January 16, 2024

LaTeX Test Article

Just a test article to check if LaTeX formulas render properly.

Given that $e^{x_1} - ax_1 = e^{x_2} - ax_2 = 0$ , $x_1 \ne x_2$ , we are to prove:

x_1 + x_2 < \frac{4\ln a + 2}{3}.

We define $f(x) = e^x - ax$ , Since $f(x_1) = f(x_2) = 0$ , we have $e^{x_1} = ax_1$ and $e^{x_2} = ax_2$ .

Taking logarithms, these equations yield $x_1 - \ln x_1 = \ln a$ and $x_2 - \ln x_2 = \ln a$ .

We define $g(x) = x - \ln x$ , which satisfies $g(x_1) = g(x_2) = \ln a$ .

The goal is to prove $x_1 + x_2 < \frac{4\ln a + 2}{3}$ .

Substituting $\ln a = x_1 - \ln x_1$ into the inequality, we transform it into:

x_2 < \frac{1}{3}x_1 - \frac{4}{3}\ln x_1 + \frac{2}{3}.

Since $g(x)$ is strictly increasing on $(1, \infty)$ , this inequality is equivalent to:

\ln a < g\left( \frac{1}{3}x_1 - \frac{4}{3}\ln x_1 + \frac{2}{3} \right).

Substituting $\ln a = x_1 - \ln x_1$ , we define

F(x) = \ln\left( \frac{1}{3}x - \frac{4}{3}\ln x + \frac{2}{3} \right) + \frac{2}{3}x + \frac{1}{3}\ln x - \frac{2}{3}.

We prove $F(x) < 0$ for all $x \in (0,1)$ .

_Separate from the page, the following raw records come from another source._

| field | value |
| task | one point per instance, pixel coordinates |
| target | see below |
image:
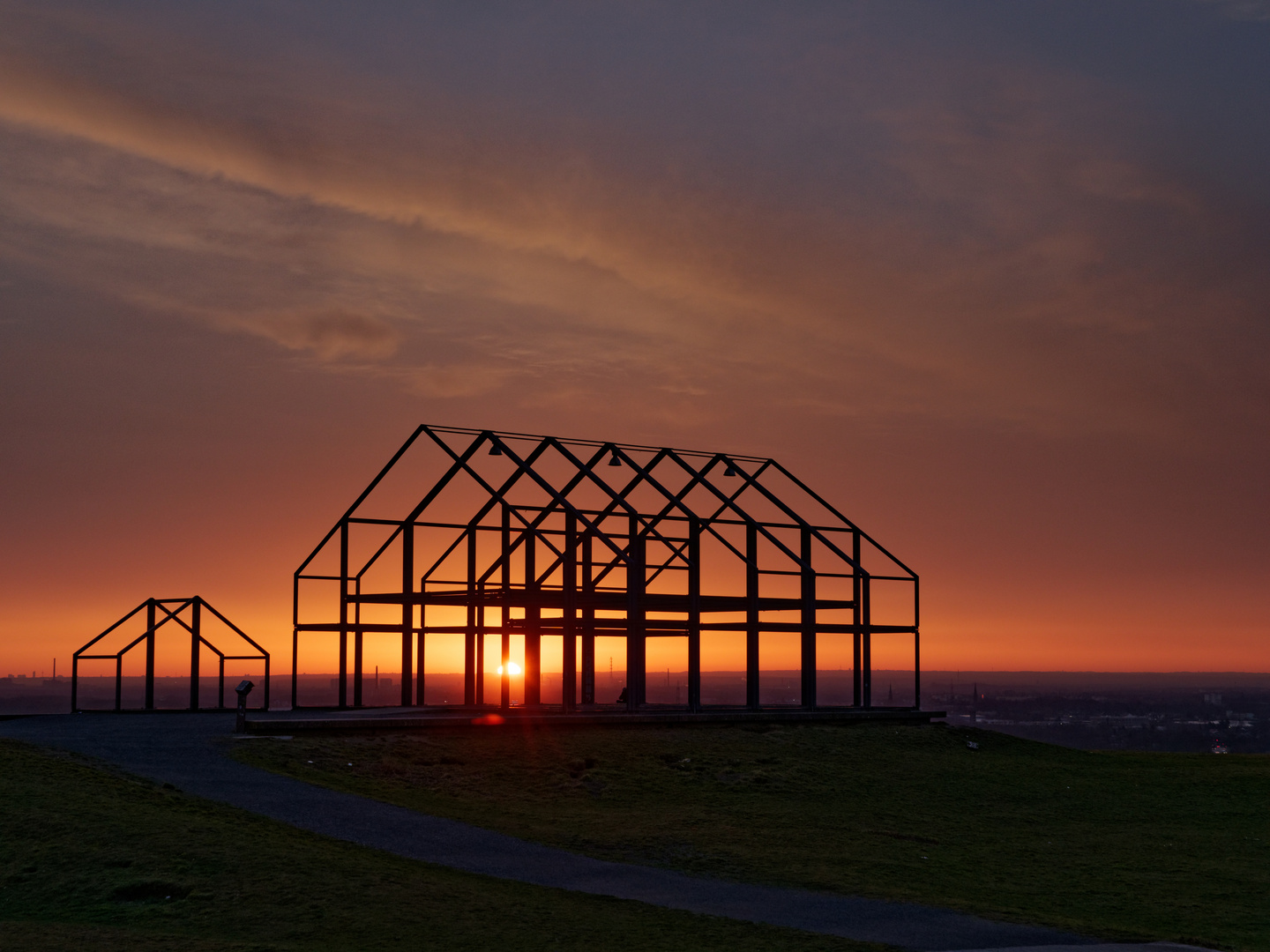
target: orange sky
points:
(996, 290)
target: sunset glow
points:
(1005, 309)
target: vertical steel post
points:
(295, 641)
(357, 643)
(150, 654)
(343, 614)
(637, 576)
(407, 612)
(533, 625)
(481, 643)
(693, 614)
(808, 597)
(470, 629)
(588, 621)
(917, 672)
(419, 693)
(569, 566)
(857, 621)
(752, 616)
(196, 632)
(866, 639)
(504, 682)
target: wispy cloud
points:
(1005, 251)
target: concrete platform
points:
(554, 718)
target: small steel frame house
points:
(187, 614)
(516, 534)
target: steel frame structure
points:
(172, 611)
(554, 546)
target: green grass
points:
(1165, 847)
(98, 861)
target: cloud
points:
(1002, 248)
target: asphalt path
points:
(190, 750)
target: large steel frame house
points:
(481, 534)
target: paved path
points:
(188, 752)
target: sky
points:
(990, 276)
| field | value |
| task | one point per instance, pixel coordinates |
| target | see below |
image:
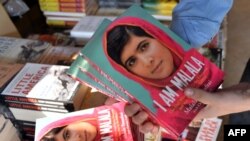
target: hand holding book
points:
(142, 59)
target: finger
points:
(140, 117)
(132, 109)
(207, 112)
(110, 101)
(149, 127)
(200, 95)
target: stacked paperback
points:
(67, 13)
(162, 97)
(96, 124)
(41, 90)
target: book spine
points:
(30, 100)
(63, 9)
(63, 1)
(61, 23)
(35, 107)
(62, 5)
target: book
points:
(209, 129)
(87, 25)
(65, 1)
(21, 114)
(163, 100)
(8, 131)
(7, 72)
(61, 23)
(41, 83)
(19, 50)
(99, 123)
(64, 14)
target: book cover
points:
(163, 97)
(97, 124)
(87, 25)
(209, 129)
(64, 1)
(61, 23)
(18, 50)
(41, 83)
(21, 114)
(7, 72)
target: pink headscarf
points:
(175, 119)
(117, 117)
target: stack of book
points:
(165, 103)
(97, 124)
(8, 131)
(118, 3)
(67, 13)
(161, 9)
(86, 27)
(41, 90)
(19, 50)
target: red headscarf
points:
(175, 119)
(117, 117)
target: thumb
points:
(200, 95)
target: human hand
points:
(226, 101)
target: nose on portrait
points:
(148, 61)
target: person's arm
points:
(226, 101)
(198, 21)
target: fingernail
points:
(189, 92)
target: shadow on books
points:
(244, 117)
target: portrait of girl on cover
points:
(96, 124)
(146, 54)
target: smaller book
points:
(19, 50)
(8, 131)
(42, 83)
(87, 25)
(7, 72)
(97, 124)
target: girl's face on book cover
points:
(78, 131)
(147, 57)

And we compute the derivative $F'(x)$ :

F'(x) = \frac{\frac{1}{3} - \frac{4}{3x}}{\frac{1}{3}x - \frac{4}{3}\ln x + \frac{2}{3}} + \frac{2}{3} + \frac{1}{3x}.

= \frac{2\left(x^2 + 4x - 2(2x+1)\ln x - 5\right)}{3x\left(x - 4\ln x + 2\right)}.

For $x \in (0,1)$ , the term $x - 4\ln x + 2 > 0$ .

Let $M(x) = x^2 + 4x - 2(2x+1)\ln x - 5$ . At $x = 1$ , $M(1) = 0$ . As $x \to 0^+$ , let $t = -\ln x \to +\infty$ . Then:

M(x) = e^{-2t} + 4e^{-t} + 2(2e^{-t} + 1)t - 5 \geq 2t - 5 \to +\infty.

$M'(x) = 2x + 4 - 4\ln x - \frac{4x+2}{x}$ . For $x \in (0,1)$ , $M'(x)$ has a critical point, but $M(x) > 0$ by continuity and boundary limits.

Thus, $F'(x) > 0$ on $(0,1)$ , $F(x)$ is strictly increasing.

And, as $x \to 1^-$ :

\lim_{x \to 1^-} F(x) = 0.

As $x \to 0^+$ , substitute $x = e^{-t}$ with $t \to +\infty$ :

F(x) = \ln\left( \frac{4}{3}t + o(t) \right) + \frac{2}{3}e^{-t} - \frac{t}{3} - \frac{2}{3}.

Dominant terms yield:

\ln\left( \frac{4}{3}t \right) - \frac{t}{3} = \ln\left( \frac{4}{3} \right) + \ln t - \frac{t}{3}.

Since $\ln t - \frac{t}{3} \to -\infty$ as $t \to +\infty$ , it follows that $\lim_{x \to 0^+} F(x) = -\infty$ .

Since $F(x)$ is strictly increasing on $(0,1)$ , with $\lim_{x \to 1^-} F(x) = 0$ and $\lim_{x \to 0^+} F(x) = -\infty$ , we conclude $F(x) < 0$ for all $x \in (0,1)$ . Therefore, the original inequality $x_1 + x_2 < \frac{4\ln a + 2}{3}$ holds.